Ein Jahr ist vergangen, seit Miles Morales (Shameik Moore) zu Spider-Man wurde und mithilfe seiner Freunde und Alter Egos, darunter Gwen Stacy (Hailee Steinfeld), auch bekannt als Spider-Gwen, das Multiversum vor einer Bedrohung retten musste. Doch seit sich die Truppe aufgelöst hat, leidet Miles unter der Einsamkeit, unter dem Druck der Eltern, sich für ein Studium und eine Karriere zu entscheiden, sowie dem großen Geheimnis, das er mit sich herumtragen muss.
In ihrer Welt ist Gwen (Hailee Steinfeld) ebenso einsam und ohne Freunde. Außerdem muss sie sich mit ihrem Vater herumschlagen, der seit dem Tod ihres Peters glaubt, dass Spider-Gwen die Mörderin ist und Jagd auf sie macht. Als der durchs Multiversum reisende Vulture das Guggenheim attackiert, bekommt Gwen Unterstützung von Spider-Woman (Issa Rae) und Miguel O’Hara (Oscar Isaacs), zwei Spidey Alter Egos. Sie nehmen Gwen in die geheime Spider-Man-Society auf, nachdem ihr Vater ihre wahre Identität erfährt und sie verhaften will.

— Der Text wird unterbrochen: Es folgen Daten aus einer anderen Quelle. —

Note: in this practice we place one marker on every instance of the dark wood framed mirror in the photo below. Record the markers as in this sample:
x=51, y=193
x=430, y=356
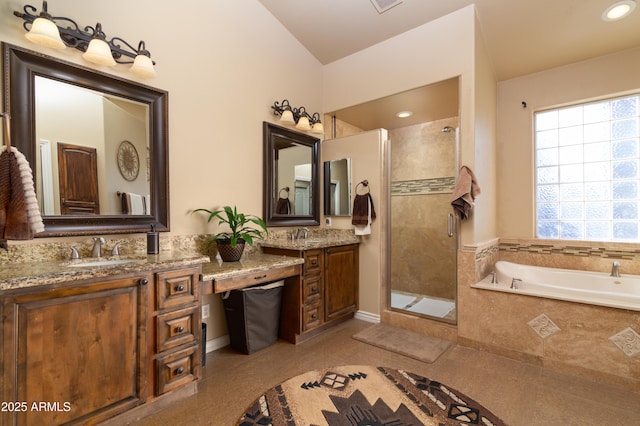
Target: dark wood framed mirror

In der Welt von Miles treibt derzeit der Spot (Jason Schwartzman) sein Unwesen. Als Rohrschach-artiges Wesen voller Multiversum-Flecken auf der Haut macht er Spider-Man für seinen Zustand verantwortlich und will sich rächen. Gwen, die ihn observieren soll, zieht nun unbeabsichtigt Miles mit in diesen Kampf. Dieser wiederum ist begeistert von der Society und etwas gekränkt, kein Mitglied sein zu dürfen. Doch wie er bald herausfindet, verbirgt sich hinter dieser Gesellschaft mehr als zunächst gedacht.
Größer, bunter ist durchaus das richtige Mantra bei diesem Film. Während A New Universe bereits visuell beeindruckend war, legt Across the Spider-Verse hier nochmals nach und präsentiert sich als wahres Farben- und Animationsfest. Als Zuschauer wirkt es, als wäre man direkt in die Seiten eines Comics gestiegen. Die konstante Reizüberflutung, dieses fast Zuviel an Film lässt einen oft keine Chance, in Ruhe die gestalterische Vielfalt der Szenerie einzusaugen. In anderen Momenten hingegen wirkt das Tableau beruhigend, wie ein Kunstwerk aus einer Galerie, das endlich seinen großen Moment bekommt.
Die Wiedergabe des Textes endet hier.